When cure could become poison

The World Antimicrobial Awareness Week ended yesterday. In Thimphu, like many international day, it was marked with some few experts making presentations and concluded with a sumptuous meal.

The issue deserves much more respect than usual platitudes in that antimicrobial resistance is a growing global health threat.

Nearly 700,000 lives, the size of Bhutan’s population,  are lost globally every year as a result of antimicrobial resistance (AMR). Experts estimate the number to cross 10 million by 2050.

Many common infections are becoming resistant to antimicrobial medicines, resulting in higher morbidity and mortality every year.

Antimicrobials are drugs that destroy disease-causing pathogens. AMR occurs when pathogens undergo evolutionary changes that enable them to survive antimicrobials. People or animals infected with resistant pathogens could develop untreatable infections.

Often we stop taking antibiotics when we feel better; we don’t complete the course after we feel we no longer need them. Experts say that half-killed bacteria will infect again. That means that the same antibiotics won’t be effective.

The impact of AMR goes beyond human health, as it impacts animal health, agriculture, food security, and economic development, to name a few.

The use of antibiotics is mainly restricted to government hospitals and veterinary centres. In the 2019-2020 financial year, 16 million units of antibiotics were imported, including 55,256 units by retail pharmacies.

While the AMR occurs naturally over time, the process is accelerated by misuse and overuse of antimicrobials.

Tackling AMR might seem easy given the strict control over the import of medicines for use in hospitals and veterinary centres. But it is easier said than done.

At best the existing controls are inadequate. Many Bhutanese buy medicines of all sorts from neighbouring towns across the border.  Half of the medicines sold in India are antimicrobials.
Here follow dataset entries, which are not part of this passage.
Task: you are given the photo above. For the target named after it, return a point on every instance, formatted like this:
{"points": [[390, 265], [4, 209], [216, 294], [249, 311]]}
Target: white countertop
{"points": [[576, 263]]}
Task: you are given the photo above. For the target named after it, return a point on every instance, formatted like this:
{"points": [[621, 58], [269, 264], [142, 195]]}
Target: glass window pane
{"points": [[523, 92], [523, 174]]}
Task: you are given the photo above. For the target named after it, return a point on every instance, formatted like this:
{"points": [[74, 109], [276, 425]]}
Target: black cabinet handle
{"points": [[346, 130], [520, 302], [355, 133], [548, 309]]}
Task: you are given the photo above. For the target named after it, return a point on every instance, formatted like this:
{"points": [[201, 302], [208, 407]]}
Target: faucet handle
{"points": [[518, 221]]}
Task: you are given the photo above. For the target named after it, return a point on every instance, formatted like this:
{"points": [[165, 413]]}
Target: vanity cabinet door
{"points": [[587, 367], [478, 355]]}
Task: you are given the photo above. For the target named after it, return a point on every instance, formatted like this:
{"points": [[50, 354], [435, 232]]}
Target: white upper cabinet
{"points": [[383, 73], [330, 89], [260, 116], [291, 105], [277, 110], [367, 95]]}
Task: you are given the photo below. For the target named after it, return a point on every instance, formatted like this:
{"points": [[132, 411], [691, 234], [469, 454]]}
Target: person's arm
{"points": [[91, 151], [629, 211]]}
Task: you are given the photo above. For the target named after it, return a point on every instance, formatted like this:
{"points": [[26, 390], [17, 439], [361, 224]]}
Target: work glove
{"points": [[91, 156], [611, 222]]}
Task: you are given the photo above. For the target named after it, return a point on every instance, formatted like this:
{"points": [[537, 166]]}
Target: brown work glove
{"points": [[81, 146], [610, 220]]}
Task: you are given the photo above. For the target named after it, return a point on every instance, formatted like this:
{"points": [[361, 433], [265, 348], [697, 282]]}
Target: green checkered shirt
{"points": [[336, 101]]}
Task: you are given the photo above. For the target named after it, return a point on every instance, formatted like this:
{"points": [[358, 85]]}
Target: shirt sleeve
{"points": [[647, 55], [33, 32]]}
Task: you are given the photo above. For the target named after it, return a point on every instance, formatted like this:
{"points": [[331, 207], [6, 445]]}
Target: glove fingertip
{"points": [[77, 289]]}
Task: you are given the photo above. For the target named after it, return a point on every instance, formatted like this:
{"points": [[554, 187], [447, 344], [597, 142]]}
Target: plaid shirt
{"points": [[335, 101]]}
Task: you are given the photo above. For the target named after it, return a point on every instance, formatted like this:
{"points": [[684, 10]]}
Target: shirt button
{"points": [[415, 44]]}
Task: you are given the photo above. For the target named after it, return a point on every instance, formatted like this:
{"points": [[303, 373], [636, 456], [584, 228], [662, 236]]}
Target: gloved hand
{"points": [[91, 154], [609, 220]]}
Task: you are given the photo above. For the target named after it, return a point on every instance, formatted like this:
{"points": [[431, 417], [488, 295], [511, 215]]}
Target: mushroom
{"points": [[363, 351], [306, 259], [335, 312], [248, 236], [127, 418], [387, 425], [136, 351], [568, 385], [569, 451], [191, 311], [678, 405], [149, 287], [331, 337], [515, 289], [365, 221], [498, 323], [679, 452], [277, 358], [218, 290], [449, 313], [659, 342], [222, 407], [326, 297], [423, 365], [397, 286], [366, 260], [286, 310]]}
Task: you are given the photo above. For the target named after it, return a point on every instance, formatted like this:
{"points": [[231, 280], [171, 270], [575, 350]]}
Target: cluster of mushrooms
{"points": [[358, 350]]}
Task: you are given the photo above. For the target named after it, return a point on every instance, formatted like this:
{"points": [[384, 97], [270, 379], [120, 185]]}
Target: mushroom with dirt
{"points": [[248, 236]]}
Livestock farms are mushrooming across the country. Antimicrobials are used to help livestock grow bigger and faster. Without any deterrence measures in place, people will be tempted to use them as they please. And if the farms use them generously, the result, in the long run, would be devastating for the country.

The complexities in addressing the high existence of multi-drug resistant tuberculosis have been giving us a hard time for some years now.

Effective monitoring and surveillance in both human and animal health have to be established. If coordination among the many agencies is the problem, the time is now to fix it and streamline the whole approach.

More importantly, however, the responsibility comes down to the individual. We are what we eat.